Greeson: School leaders, it's time to lead after Ooltewah mess

Ooltewah High School is photographed on Wednesday, Dec. 30, 2015, near Chattanooga, Tenn.
Ooltewah High School is photographed on Wednesday, Dec. 30, 2015, near Chattanooga, Tenn.
photo Jay Greeson
The Hamilton County Board of Education met Wednesday night trying to find answers in an unfathomable scenario.

No one can make sense of acts so evil as those perpetrated on an Ooltewah High School freshman basketball player allegedly raped with a pool cue by three teammates.

Reading that string of words makes everyone cringe. And pray. And wonder.

News emerged before the meeting that the rest of the school's basketball season has been canceled. Many think this should have happened in the hours after the Dec. 21 assault.

There is no good side in a tragedy of this magnitude, and we can never forget that the life of a 15-year-old boy who was trying to be part of a team has forever been changed.

That's the baseline on which every decision should be made going forward: doing everything possible to help this teenager and to prevent anything remotely similar from happening to anyone else.

With the season canceled, the next call needs to address the basketball coaching staff. There is no way for Andre Montgomery to continue. Either he knew about the potential of something like this happening or he had no idea this was happening. Indifference or ignorance is inexcusable.

Friends of Montgomery, and he has many, point to his many works with young people around the area, and that's fair. No one wants to be judged on the worst moment of their professional life, but simply put, how many parents would trust this coach to look out for their kids now?

As for the leadership at Ooltewah, the same questions must be asked. This incident has also pulled back the curtain on rumors about the culture at the school. And while it's wise not to believe everything you hear, if even a fraction of the stories coming from Ooltewah are true, then an overhaul from the top down needs to be considered.

Those are questions for schools Superintendent Rick Smith and the Board of Education, of course. The details - good and bad - about the atmosphere at Ooltewah will be part of those discussions; so, too, will be the knowledge that powerful actions must be taken so everyone involved at every level of every high school activity is clear that a crime of this magnitude - or the hazing from where it started - will not be tolerated.

That said, to say Ooltewah's horror is a sports-related problem is akin to saying the Knoxville-area teenager who protected three girls and sacrificed his life by shielding them from bullets did so in an act of sports heroism.

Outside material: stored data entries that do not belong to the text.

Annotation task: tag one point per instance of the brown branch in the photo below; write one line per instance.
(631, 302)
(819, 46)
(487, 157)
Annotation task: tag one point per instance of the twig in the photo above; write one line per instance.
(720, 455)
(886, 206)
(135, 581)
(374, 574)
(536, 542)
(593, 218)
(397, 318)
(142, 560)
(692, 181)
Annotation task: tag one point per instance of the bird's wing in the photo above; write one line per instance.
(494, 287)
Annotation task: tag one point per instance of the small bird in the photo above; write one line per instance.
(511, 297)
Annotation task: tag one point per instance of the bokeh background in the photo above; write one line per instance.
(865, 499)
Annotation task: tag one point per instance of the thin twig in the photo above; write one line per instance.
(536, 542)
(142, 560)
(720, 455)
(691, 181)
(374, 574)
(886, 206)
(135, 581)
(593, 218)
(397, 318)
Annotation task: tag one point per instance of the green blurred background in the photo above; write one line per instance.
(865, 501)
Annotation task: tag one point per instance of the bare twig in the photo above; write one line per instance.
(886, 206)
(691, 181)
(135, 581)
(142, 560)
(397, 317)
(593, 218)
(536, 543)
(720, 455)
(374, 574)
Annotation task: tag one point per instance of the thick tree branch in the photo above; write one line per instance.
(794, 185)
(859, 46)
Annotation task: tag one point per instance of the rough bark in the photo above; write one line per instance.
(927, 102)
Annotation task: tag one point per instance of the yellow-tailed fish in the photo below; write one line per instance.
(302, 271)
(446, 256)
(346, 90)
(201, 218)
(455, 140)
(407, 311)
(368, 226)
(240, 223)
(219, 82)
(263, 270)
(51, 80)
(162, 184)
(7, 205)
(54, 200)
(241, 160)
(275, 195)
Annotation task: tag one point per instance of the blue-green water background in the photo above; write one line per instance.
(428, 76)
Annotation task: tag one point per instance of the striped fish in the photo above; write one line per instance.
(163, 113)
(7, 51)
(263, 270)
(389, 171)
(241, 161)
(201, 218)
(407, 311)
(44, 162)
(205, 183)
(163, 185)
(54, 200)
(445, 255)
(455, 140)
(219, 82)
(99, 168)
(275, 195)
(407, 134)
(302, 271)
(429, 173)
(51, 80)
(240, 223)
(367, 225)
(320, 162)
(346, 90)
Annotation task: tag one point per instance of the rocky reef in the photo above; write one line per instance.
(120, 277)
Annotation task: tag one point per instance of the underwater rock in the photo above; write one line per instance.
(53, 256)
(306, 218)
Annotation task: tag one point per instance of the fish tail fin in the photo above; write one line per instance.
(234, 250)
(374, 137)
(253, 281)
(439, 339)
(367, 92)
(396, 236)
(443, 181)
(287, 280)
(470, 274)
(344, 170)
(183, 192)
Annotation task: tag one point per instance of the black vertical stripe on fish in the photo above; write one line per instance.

This is bigger than sports.

Hazing - and again, calling these acts hazing is saying the Titanic had a leak - has roots in all walks of life.

It's an issue that can't be handled by a directive from the mayor's desk or with lip service from the school board.

Zero tolerance starting this morning. A minimum number of chaperones on road trips. The precedent of firm penalties for the teachers, coaches and administrators involved. Exploring every option to make sure this never happens again.

For our school leaders, it's past time to lead.